Make sure you are monitoring an IP that actually responds to ping reliably. The ISP gateway may not always do that.
If that's the only gateway you can disable 'gateway monitoring action' on it whilst still monitoring. That will avoid most of what you see in the logs there but it shouldn't be causing a problem.
Make sure you have a default IPv4 gateway set in Sys > Routing > Gateways rather than automatic to avoid switching to a bad gateway.
Steve
-
@stephenw10 There's only one gateway configured in the routing section which is my ipv4 dhcp. I've already tried to set the monitoring ip to the google dns, but the same alarms still appear. At the time those alarms appear the internet is infact down. Is there a setting I'm overlooking here?
-
No that's fine then. If the internet is actually down the alarms should trigger.
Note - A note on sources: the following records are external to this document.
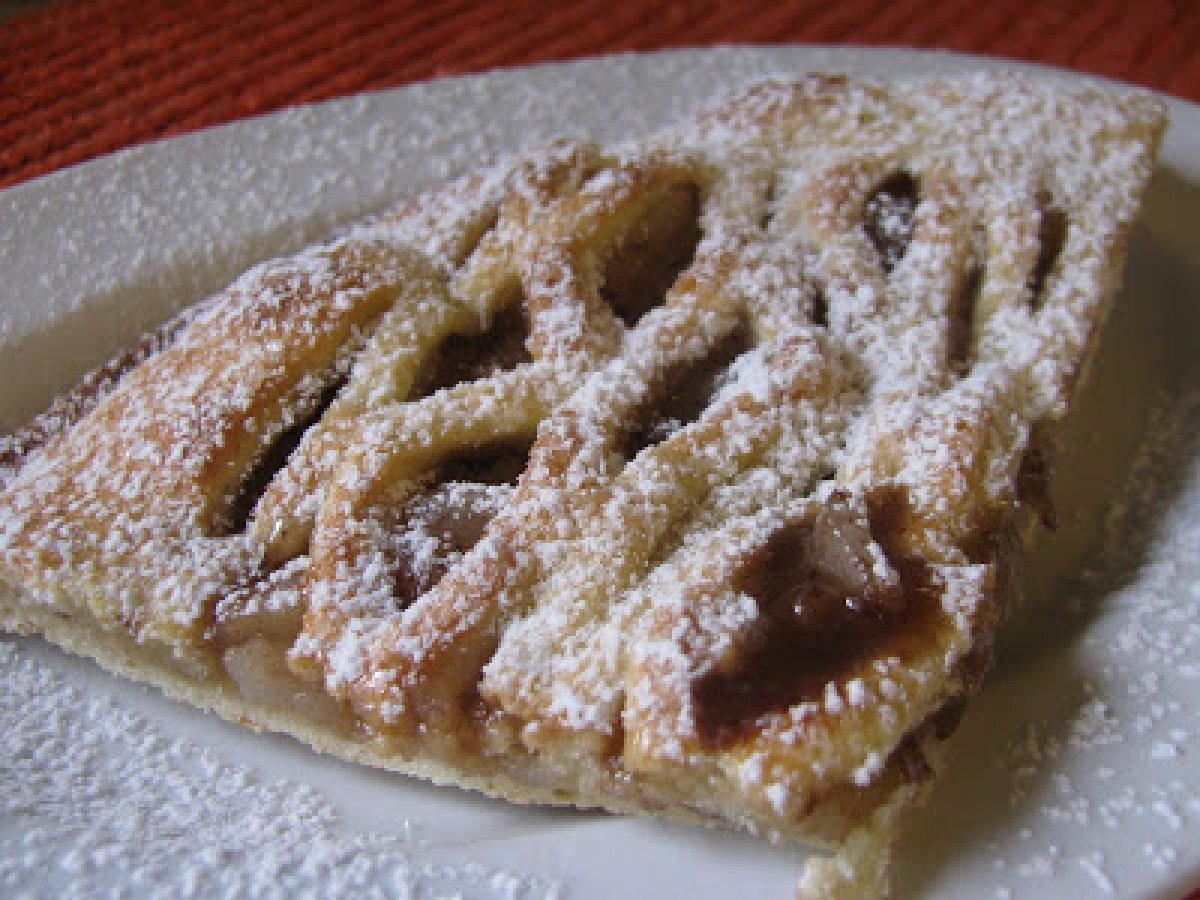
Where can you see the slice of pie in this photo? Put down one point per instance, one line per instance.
(679, 478)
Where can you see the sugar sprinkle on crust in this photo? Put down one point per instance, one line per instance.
(677, 477)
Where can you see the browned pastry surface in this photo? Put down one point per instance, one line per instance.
(677, 477)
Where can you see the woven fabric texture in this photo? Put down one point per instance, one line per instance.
(85, 77)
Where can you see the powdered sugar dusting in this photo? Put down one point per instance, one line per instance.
(749, 383)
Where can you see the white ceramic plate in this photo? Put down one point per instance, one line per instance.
(1075, 773)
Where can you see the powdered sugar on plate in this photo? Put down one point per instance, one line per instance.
(96, 795)
(1097, 780)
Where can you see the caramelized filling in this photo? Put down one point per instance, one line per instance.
(269, 465)
(1051, 239)
(888, 217)
(827, 610)
(654, 252)
(684, 394)
(961, 321)
(468, 358)
(820, 315)
(445, 520)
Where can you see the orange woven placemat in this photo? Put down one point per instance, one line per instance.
(78, 79)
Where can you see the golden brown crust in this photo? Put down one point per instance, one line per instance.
(670, 479)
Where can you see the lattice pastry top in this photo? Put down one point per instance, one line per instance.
(671, 478)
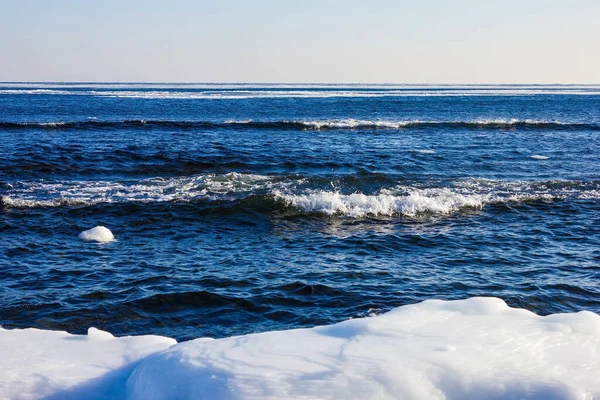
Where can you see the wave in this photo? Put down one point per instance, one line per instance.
(298, 195)
(349, 124)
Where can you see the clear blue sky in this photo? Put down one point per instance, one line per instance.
(425, 41)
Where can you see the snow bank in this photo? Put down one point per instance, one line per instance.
(99, 234)
(469, 349)
(38, 364)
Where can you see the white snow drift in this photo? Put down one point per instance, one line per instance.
(469, 349)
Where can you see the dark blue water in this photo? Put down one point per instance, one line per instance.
(241, 208)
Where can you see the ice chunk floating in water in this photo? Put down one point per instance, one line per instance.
(99, 234)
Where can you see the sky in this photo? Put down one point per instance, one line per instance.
(303, 41)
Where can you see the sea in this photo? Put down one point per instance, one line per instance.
(242, 208)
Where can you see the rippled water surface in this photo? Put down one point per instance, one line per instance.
(243, 208)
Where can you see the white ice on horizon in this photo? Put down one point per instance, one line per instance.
(54, 365)
(99, 234)
(477, 348)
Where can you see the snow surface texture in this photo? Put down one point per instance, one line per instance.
(99, 234)
(477, 348)
(37, 364)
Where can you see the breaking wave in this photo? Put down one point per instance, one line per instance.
(298, 195)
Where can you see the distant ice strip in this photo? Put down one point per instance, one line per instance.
(477, 348)
(249, 91)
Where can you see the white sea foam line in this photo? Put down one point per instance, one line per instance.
(208, 186)
(397, 200)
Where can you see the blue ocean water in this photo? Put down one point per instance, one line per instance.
(244, 208)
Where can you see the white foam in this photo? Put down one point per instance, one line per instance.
(425, 151)
(185, 189)
(99, 234)
(295, 191)
(360, 205)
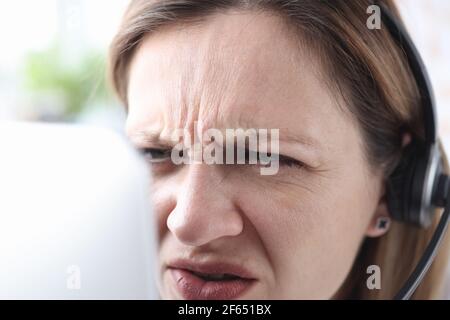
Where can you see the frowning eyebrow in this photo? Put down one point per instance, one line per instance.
(144, 138)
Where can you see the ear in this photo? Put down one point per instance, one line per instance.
(380, 221)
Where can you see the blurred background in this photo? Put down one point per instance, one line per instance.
(53, 58)
(53, 61)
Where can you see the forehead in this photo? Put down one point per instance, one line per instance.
(232, 70)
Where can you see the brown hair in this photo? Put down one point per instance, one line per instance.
(365, 68)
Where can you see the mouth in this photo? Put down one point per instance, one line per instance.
(218, 281)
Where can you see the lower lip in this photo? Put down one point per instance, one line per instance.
(192, 287)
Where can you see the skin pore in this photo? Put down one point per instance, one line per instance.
(296, 232)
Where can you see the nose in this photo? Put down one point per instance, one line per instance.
(204, 210)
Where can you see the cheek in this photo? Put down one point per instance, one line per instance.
(311, 236)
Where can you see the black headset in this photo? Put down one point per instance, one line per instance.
(418, 185)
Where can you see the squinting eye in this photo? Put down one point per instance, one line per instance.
(153, 155)
(289, 162)
(282, 160)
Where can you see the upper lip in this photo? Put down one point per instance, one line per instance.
(212, 268)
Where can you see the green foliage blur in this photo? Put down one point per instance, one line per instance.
(80, 84)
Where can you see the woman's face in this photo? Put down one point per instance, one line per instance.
(291, 235)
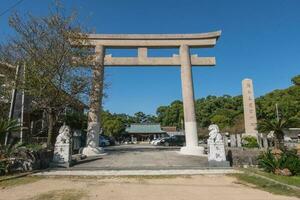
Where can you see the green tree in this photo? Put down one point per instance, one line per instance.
(277, 127)
(46, 46)
(296, 80)
(7, 126)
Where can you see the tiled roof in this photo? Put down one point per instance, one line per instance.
(144, 128)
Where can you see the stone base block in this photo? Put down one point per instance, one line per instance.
(219, 164)
(194, 151)
(90, 151)
(61, 164)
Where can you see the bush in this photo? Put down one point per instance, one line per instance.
(279, 160)
(249, 142)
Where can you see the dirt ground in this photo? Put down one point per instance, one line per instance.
(210, 187)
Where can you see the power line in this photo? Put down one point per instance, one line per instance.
(10, 8)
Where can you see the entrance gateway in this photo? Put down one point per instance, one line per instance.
(142, 42)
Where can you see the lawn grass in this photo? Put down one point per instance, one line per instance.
(290, 180)
(19, 181)
(61, 195)
(260, 183)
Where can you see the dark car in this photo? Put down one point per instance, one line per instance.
(176, 140)
(110, 139)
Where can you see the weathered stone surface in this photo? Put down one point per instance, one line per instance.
(238, 140)
(232, 141)
(62, 149)
(216, 149)
(249, 108)
(241, 157)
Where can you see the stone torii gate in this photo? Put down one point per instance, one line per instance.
(142, 42)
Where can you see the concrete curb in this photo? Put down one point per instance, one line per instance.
(137, 172)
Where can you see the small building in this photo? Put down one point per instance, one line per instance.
(145, 131)
(172, 130)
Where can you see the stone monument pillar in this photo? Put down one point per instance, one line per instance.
(216, 148)
(190, 124)
(249, 108)
(92, 142)
(62, 149)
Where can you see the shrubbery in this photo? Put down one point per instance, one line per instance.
(249, 142)
(281, 162)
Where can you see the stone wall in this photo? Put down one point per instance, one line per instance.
(239, 157)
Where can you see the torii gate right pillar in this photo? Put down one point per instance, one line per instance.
(190, 124)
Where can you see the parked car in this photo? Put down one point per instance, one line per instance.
(176, 140)
(157, 141)
(103, 142)
(111, 140)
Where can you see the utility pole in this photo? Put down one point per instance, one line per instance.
(277, 113)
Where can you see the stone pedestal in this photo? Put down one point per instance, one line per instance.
(193, 151)
(232, 141)
(62, 155)
(92, 141)
(216, 154)
(62, 149)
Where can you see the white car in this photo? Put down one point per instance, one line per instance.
(103, 142)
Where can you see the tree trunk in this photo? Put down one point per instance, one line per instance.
(279, 141)
(50, 128)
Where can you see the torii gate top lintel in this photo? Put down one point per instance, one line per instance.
(144, 41)
(154, 40)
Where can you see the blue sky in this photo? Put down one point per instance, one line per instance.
(260, 40)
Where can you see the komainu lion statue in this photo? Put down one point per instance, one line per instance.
(64, 135)
(214, 134)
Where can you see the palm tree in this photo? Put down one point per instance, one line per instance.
(277, 127)
(7, 126)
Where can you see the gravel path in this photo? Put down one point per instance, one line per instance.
(208, 187)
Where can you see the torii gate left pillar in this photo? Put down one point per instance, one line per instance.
(142, 42)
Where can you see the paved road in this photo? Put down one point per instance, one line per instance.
(144, 157)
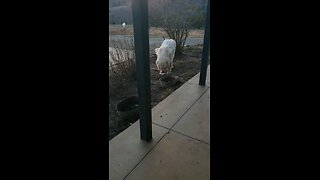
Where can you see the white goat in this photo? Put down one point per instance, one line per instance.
(165, 55)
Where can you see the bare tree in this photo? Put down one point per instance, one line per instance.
(177, 17)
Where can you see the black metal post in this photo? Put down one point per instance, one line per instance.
(205, 51)
(141, 44)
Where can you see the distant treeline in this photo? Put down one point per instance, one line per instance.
(120, 11)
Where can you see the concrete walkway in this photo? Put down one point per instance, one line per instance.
(180, 148)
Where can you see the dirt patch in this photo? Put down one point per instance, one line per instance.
(185, 66)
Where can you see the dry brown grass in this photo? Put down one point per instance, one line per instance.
(153, 32)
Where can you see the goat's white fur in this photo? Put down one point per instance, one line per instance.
(165, 55)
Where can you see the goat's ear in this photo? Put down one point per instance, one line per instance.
(156, 50)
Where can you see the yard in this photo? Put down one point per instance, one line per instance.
(185, 66)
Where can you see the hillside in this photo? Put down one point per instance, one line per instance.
(120, 10)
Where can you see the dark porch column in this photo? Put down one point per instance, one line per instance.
(141, 44)
(205, 51)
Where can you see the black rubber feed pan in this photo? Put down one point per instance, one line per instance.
(168, 80)
(128, 108)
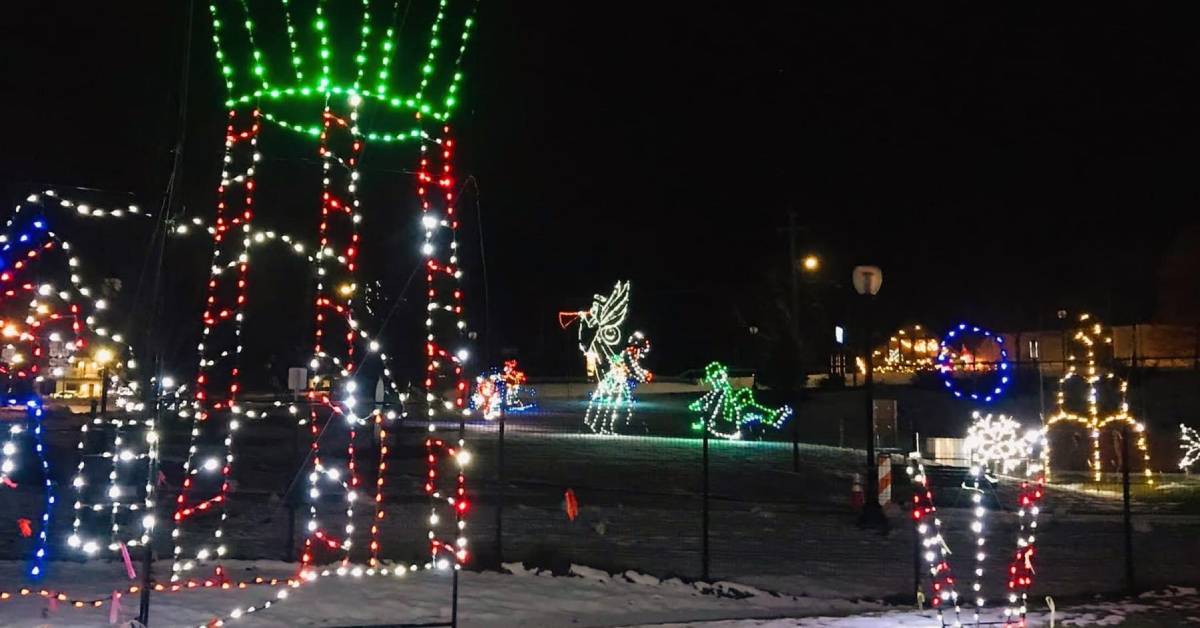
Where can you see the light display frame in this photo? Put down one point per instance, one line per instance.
(946, 366)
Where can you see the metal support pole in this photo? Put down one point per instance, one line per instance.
(499, 482)
(153, 479)
(916, 537)
(873, 513)
(703, 516)
(454, 599)
(1128, 514)
(796, 446)
(289, 545)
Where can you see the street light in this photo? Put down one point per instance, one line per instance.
(868, 281)
(103, 357)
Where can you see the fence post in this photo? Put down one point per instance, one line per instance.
(499, 479)
(703, 516)
(1128, 514)
(153, 480)
(916, 536)
(289, 497)
(796, 444)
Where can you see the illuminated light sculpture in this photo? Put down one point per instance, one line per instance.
(1189, 442)
(60, 322)
(1019, 578)
(725, 411)
(1090, 339)
(612, 401)
(949, 360)
(270, 81)
(995, 443)
(502, 389)
(934, 549)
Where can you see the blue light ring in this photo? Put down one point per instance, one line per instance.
(947, 371)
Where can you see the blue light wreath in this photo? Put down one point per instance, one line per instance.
(945, 365)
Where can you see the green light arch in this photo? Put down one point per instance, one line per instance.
(282, 54)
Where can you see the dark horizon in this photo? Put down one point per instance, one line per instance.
(997, 165)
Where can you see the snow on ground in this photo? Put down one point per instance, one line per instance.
(527, 596)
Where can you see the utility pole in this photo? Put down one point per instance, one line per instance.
(796, 320)
(796, 291)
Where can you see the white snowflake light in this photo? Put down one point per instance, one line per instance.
(1189, 442)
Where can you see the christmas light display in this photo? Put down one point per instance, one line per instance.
(313, 67)
(49, 345)
(954, 356)
(445, 388)
(345, 81)
(215, 413)
(935, 550)
(929, 527)
(1189, 442)
(502, 389)
(1090, 339)
(612, 401)
(726, 411)
(995, 443)
(1020, 569)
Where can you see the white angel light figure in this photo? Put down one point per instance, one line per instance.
(1189, 442)
(616, 368)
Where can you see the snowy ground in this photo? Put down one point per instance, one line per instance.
(771, 527)
(526, 597)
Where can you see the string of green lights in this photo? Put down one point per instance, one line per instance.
(372, 55)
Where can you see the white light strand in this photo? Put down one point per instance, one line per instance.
(1189, 442)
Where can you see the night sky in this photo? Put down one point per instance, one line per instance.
(997, 162)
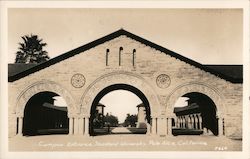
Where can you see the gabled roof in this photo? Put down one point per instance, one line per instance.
(110, 37)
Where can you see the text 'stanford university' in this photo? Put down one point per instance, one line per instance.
(122, 60)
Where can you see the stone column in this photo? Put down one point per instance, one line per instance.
(80, 120)
(71, 126)
(196, 122)
(200, 121)
(86, 126)
(169, 120)
(177, 122)
(75, 125)
(220, 127)
(181, 122)
(153, 126)
(20, 126)
(148, 128)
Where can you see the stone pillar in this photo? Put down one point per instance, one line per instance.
(71, 126)
(75, 125)
(196, 122)
(153, 126)
(189, 122)
(86, 126)
(200, 121)
(220, 127)
(80, 120)
(20, 126)
(180, 121)
(169, 120)
(148, 129)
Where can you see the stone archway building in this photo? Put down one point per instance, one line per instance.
(124, 58)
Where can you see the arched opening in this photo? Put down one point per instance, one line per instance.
(195, 115)
(97, 112)
(45, 113)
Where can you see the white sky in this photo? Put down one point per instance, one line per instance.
(208, 36)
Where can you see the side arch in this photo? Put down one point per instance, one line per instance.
(43, 86)
(119, 78)
(208, 90)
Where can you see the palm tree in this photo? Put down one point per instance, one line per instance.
(31, 50)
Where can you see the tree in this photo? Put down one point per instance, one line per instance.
(130, 120)
(111, 120)
(31, 50)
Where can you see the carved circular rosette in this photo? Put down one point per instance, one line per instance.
(78, 80)
(163, 81)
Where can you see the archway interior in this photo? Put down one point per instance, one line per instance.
(96, 103)
(43, 117)
(197, 117)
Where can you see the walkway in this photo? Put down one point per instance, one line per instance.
(121, 130)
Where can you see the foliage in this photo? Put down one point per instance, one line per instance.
(110, 120)
(31, 50)
(130, 120)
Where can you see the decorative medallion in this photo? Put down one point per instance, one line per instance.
(78, 80)
(163, 81)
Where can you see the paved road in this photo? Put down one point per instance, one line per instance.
(121, 130)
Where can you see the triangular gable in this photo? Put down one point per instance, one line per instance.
(110, 37)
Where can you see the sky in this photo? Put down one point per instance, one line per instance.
(208, 36)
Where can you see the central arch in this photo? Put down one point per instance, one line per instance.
(118, 78)
(113, 88)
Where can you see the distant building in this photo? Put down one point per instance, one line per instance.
(141, 122)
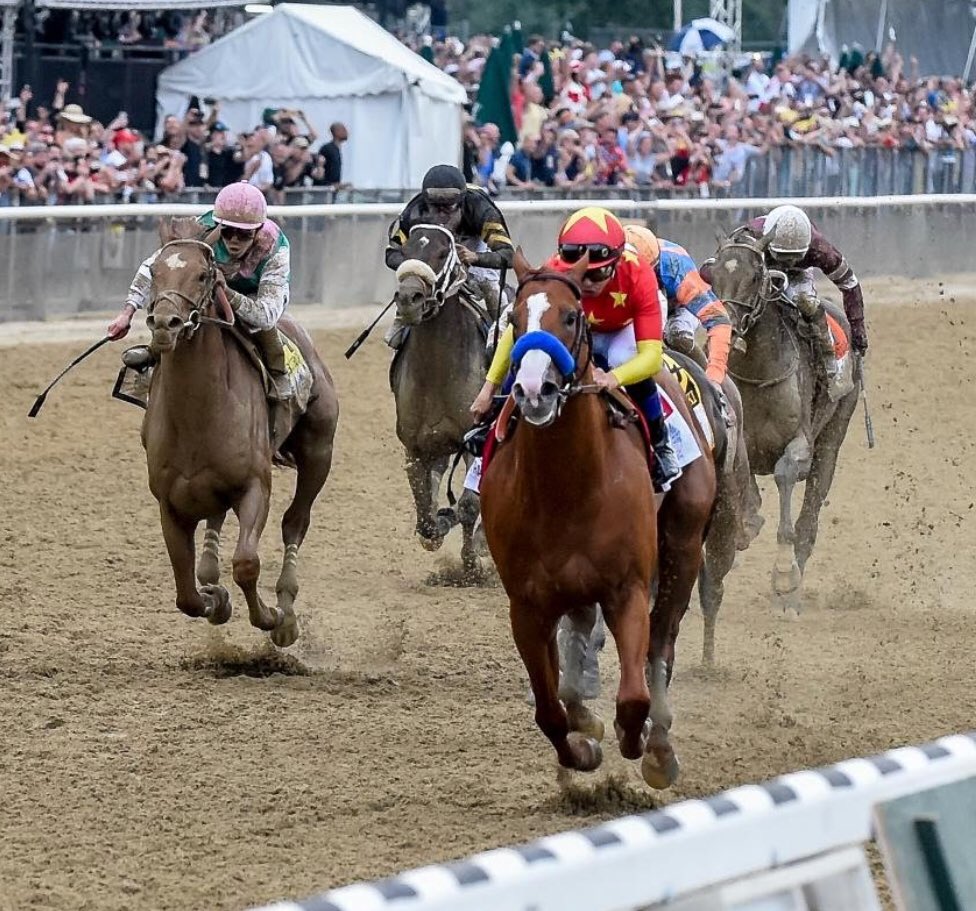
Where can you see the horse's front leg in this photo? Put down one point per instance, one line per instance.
(208, 567)
(792, 465)
(252, 513)
(213, 602)
(424, 484)
(536, 644)
(628, 622)
(579, 637)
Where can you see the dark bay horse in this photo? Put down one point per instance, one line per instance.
(435, 376)
(793, 430)
(208, 444)
(570, 518)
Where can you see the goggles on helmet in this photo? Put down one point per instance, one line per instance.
(573, 253)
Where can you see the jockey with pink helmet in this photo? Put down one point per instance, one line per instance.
(253, 258)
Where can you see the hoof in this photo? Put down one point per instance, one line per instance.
(587, 753)
(430, 543)
(657, 775)
(584, 721)
(788, 581)
(219, 607)
(286, 632)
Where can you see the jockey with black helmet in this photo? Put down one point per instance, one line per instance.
(484, 244)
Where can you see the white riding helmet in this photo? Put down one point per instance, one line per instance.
(789, 232)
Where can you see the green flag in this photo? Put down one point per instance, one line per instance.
(545, 80)
(494, 98)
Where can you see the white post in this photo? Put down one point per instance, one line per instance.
(969, 58)
(879, 41)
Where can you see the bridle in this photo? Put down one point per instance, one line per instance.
(439, 285)
(199, 304)
(772, 289)
(548, 342)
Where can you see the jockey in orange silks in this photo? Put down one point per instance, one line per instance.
(620, 300)
(691, 301)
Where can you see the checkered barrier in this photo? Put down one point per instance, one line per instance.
(683, 849)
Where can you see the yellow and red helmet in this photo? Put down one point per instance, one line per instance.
(592, 230)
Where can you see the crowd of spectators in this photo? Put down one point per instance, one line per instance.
(57, 154)
(624, 116)
(634, 116)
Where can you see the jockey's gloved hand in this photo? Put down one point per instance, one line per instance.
(859, 337)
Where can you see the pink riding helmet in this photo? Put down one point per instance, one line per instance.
(240, 205)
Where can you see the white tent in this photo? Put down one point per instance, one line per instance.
(335, 64)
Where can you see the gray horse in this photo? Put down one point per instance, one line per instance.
(793, 430)
(435, 376)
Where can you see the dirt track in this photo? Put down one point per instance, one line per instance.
(139, 766)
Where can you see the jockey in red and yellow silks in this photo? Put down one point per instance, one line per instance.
(691, 298)
(620, 300)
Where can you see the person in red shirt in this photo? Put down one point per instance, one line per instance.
(620, 300)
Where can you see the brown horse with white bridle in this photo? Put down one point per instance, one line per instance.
(208, 439)
(570, 518)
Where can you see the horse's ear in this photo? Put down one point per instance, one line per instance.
(522, 265)
(166, 230)
(579, 269)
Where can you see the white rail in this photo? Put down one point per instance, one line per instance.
(637, 861)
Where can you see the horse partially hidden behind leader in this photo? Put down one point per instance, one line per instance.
(793, 429)
(208, 439)
(569, 513)
(434, 377)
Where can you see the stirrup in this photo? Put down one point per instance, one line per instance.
(139, 358)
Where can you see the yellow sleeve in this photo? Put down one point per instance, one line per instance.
(642, 365)
(503, 357)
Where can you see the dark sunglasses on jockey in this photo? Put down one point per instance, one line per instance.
(600, 274)
(443, 197)
(573, 253)
(237, 233)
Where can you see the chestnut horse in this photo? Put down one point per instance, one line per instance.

What exactly is the problem here?
-
@stephenw10 It's the fact that the internet is down every 1.5 day when that literally never happened before I switched to pfSense. It's nice that the pfSense alarms trigger, but that's not the problem. It seems like pfSense disconnects the internet every 1.5 day for no apparent reason. It looks like the same thing is happening to the random VM server which makes it seem like it's a pfsense bug or setting that's configured incorrectly.